Objective: This study investigates whether hyperactivity, i.e. an increased level of motor activity, can be observed in adults with attention-deficit ⁄ hyperactivity disorder (ADHD). Method: An infrared motion-tracking system was used to measure motor activity in 20 unmedicated adults with ADHD and 20 matched healthy controls (HC) during a 1-back working memory task.

Results: Motor activity was higher in ADHD. It increased with the duration of testing and co-varied with cognitive performance in ADHD only. Subjective and objective measurements of motor activity were related in HC, but not in ADHD.

Conclusion: Higher levels of motor activity in ADHD are objectively measurable not only in children, but in adults as well. It is linked to cognitive performance arguing against distinguishable diagnostic subtypes. The objective measurement of motor activity seems to extend the description of ADHD symptoms derived from rating scales and might thus help to bridge the gap between psychopathological symptom description and neurobiological alterations.

Significant outcomes

• A higher level of motor activity can be measured objectively in attention-deficit ⁄ hyperactivity disorder (ADHD) not only in children, but in adults as well.
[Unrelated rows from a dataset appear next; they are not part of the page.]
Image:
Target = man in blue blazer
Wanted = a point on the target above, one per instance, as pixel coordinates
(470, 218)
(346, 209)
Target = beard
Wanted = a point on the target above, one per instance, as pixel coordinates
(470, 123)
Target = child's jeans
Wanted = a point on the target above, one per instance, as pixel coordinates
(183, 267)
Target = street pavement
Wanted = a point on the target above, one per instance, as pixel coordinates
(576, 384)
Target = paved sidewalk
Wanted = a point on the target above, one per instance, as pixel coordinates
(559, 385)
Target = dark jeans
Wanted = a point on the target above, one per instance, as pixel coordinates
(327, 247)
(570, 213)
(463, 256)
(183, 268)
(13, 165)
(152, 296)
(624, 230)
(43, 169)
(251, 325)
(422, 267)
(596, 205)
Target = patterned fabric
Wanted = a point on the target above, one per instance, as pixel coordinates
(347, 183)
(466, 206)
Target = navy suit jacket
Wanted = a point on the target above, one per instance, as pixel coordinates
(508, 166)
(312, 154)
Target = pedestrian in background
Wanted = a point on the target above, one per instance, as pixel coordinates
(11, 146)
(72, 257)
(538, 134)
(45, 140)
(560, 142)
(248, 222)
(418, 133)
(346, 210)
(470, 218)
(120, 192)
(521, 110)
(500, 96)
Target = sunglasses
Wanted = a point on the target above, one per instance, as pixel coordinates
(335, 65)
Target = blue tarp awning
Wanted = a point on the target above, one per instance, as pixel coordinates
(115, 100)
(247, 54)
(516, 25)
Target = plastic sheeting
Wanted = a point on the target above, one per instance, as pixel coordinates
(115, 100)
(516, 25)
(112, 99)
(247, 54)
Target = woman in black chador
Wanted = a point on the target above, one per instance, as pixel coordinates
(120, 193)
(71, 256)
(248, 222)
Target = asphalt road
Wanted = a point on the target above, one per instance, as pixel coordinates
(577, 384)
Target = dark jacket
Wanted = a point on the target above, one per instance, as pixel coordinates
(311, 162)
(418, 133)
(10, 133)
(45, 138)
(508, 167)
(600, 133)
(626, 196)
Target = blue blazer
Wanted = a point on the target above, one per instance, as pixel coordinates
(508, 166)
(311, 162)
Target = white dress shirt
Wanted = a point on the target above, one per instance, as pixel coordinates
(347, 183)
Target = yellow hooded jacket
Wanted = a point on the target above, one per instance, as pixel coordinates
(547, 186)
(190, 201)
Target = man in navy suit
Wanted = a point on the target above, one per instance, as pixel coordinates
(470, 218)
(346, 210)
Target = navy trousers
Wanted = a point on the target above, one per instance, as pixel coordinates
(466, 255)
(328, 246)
Differences between ADHD patients and healthy subjects increase with the duration of a cognitive testing situation.
• A higher level of motor activity is accompanied by more severe cognitive impairments in ADHD.
• In contrast to healthy subjects, ADHD patients fail to assess their level of motor activity.


Lis S., Baer N., Stein-en-Nosse C., Gallhofer B., Sammer G., Kirsch P. (2010). Objective measurement of motor activity during cognitive performance in adults with attention-deficit ⁄ hyperactivity disorder. Acta Psychiatrica Scandinavica, p. 1–10.